2017年9月28日木曜日

都市という幻想――安部公房『箱男』(1973年)



 安部公房は都市小説の書き手だといわれているが、相当限定をつけなければならない。いかなる意味でも、魅惑的な特定の都市を描きだすことはなかった。郷愁の対象でありながら、憎むべき相手でもあり、生活の地盤であった永井荷風や久保田万太郎における東京の下町のような存在とは無縁だった。また、風俗に関心がないので、三島由紀夫や吉行淳之介のように、あるいは村上春樹や村上龍のように、都会が印象的な姿を見せることはない。さらにはイメージとしての都市、未来派と親和性が高い都会を稲垣足穂のように魅力的に描くこともなかった。ポオを好んだが、『群衆の人』のような、ボードレールとも結びつくような、都会に生活することの安楽と不安がない交ぜになった感受性とも不思議に縁がない。

 そもそも『箱男』といういかにも都市でしかあり得ない存在を巡るこの小説には、都市がほとんど描かれていないのである。二カ所に新聞記事の抜粋があり、上野の浮浪者が一斉に取りしめられたこと、新宿駅の地下で倒れていた者が十万人に及ぶ乗降客に無関心に放置されたことが記されている。また、作者自身による写真が載せられており、そこにはモノクロの粗い粒子で、シャッターの下りた宝くじ売り場、貨物列車の番号、病室に貼られた解剖図、同じ方向を見つめるおそらくは家族の一団、曲がり角で対向車を確認するミラー、公衆便所に立ち並ぶ男たち、ゴミのような大量の荷物を抱え自転車を引いている男、廃車置き場といった都市そのものというよりは都市の分泌物のような情景であり人物なのだ。

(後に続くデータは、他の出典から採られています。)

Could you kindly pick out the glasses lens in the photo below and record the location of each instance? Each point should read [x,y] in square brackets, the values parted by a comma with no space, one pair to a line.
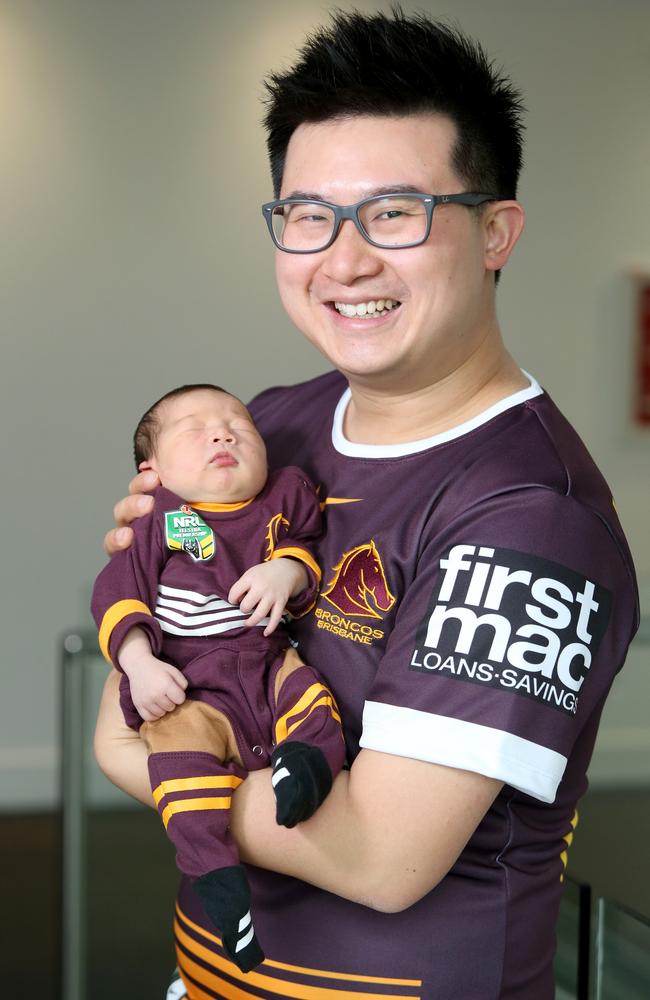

 だが、不思議なことに、都市の群衆のなかにいる人間についてはついぞ触れられない。男は段ボールの箱をすっぽりとかぶることによって、箱男となり、匿名の存在になるが、匿名でこそあれ異物である箱男が、群衆のなかでいかに匿名の何も意味しない存在へと変質するかは決して問題とはならない。いわば箱をかぶることによって、他者もまた消失してしまうのである。匿名性を得た男は、群衆に立ち交じることもなく、病院の院長とその愛人らしい女との三角関係に巻き込まれる。しかし、彼、または彼女も箱男を断罪するわけでもなければ、匿名性を暴き立てようとするわけでもない。しかも院長が偽箱男となったり、女は愛情を求めるわけでもなく、いわば擬似的な三角関係に過ぎないのだ。


 『燃えつきた地図』の団地といい、『密会』やこの『箱男』の病院といい、いずれも都会とは異質な、無機質な群衆には至らない、しかし病気による、あるいは同じ一群の建物に住むという紐帯でつながった集団によって形成された擬似的な都市=群衆なのであって、そこには確かに匿名性はあるが、同時に他者性も消失しており、代替可能な人間だけが残ることになる。